It’s a tactic everyone’s been talking about for years, but we’ve never been sure it works. Now we do. Here’s how to build muscle in bed.
We all know that drinking a protein shake before bed is a good strategy for building muscle, but it’s still satisfying to read a scientific paper that says we’re not only right, we’re actually right.
I was especially satisfied when the paper was a large review that looked at 45 papers on the topic and managed to draw some conclusions about how best to utilize a nighttime protein drink strategy.
The review’s lead author, Tim Snijders, is no stranger to research on resistance training and bedtime protein intake. In 2015, he found that weightlifters who drank 28 grams of protein (14 grams of casein and 14 grams of casein hydrolyzate) before bed gained about 4 pounds more muscle over 12 weeks than a control group.
That’s pretty impressive, and when he recently looked at a plethora of papers on the topic, most agreed that drinking protein before bed significantly increases muscle protein synthesis (MPS) without causing fat gain.
“All the protein consumed before bed is used for protein synthesis. When exercising earlier in the evening, most of the protein consumed goes directly to muscle protein synthesis rather than being stored.”
However, some of the studies he’s looked at really don’t show much or even any extra muscle protein synthesis overnight. But the researchers involved in these studies may have used insufficient amounts of the protein, biological value of decay (BV), or a resistance program that is more suitable for sarcopenic poodles than bodybuilders or strength athletes.
Is there anything special about consuming protein before bed? Or is it just a matter of increasing your overall protein intake?
Here are Snyders’ thoughts:
“Despite the relatively high amount of protein consumed earlier in the day, protein intake before bed may still produce an anabolic stimulation of nocturnal muscle protein synthesis rates, thereby enhancing daily muscle tissue reconditioning.”

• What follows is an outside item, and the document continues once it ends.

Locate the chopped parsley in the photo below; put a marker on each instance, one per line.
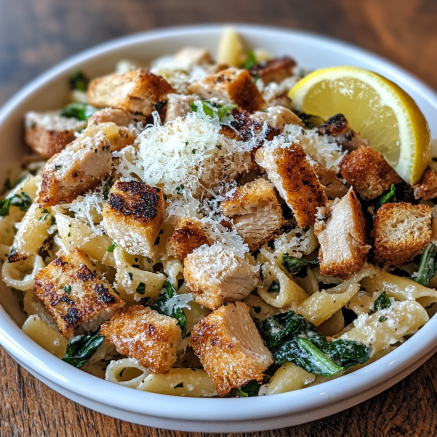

Another possible issue comes from the timing of resistance training. In some studies, they found a positive correlation between bedtime protein and extra muscle protein synthesis, and resistance training was performed between 8:00 and 10:00 pm.
That’s promising for lifters who hit the gym in the evening, but what about lifters who work out in the morning or late afternoon? While the answer is unclear, my guess is that late afternoon trainers are still in the anabolic “window” before bed and would still benefit from drinking some extra protein before bed.
In general, morning trainers will also benefit from late night protein, but whether they will enjoy the same significant increase in muscle protein synthesis is unknown (they may just benefit from increased total protein intake, not time Sensitive MPS increase) ).
If you train in the morning, you can try some experiments. Save some or all of your arm workouts for evening TV watching.Get out a pair of dumbbells and do a few sets 10-6-10 training. Then, drink your bedtime protein and watch what (if anything) happens to your arms over the course of a few weeks.
Have a good-quality smoothie with casein protein before bed. Most studies have used casein, probably because it is a slower-digesting protein, so it’s unclear how other proteins would perform in similar situations. Metabolic Drive® Proteinwhich uses the superior micellar caseinis the ideal choice.
when? 10 to 30 minutes before bedtime. How many? Up to 60g, but the average sweet spot seems to be around 30g.
Snyders T et al. Bedtime protein intake increases muscle mass and strength gains during long-term resistance-exercise training in healthy young men. J Nutrition. 2015 Jun;145(6):1178-84. PubMed.
Snyders T et al. The effect of bedtime protein intake on the adaptive response of skeletal muscle to exercise in humans: an update. front nut. March 6, 2019;6:17. PubMed.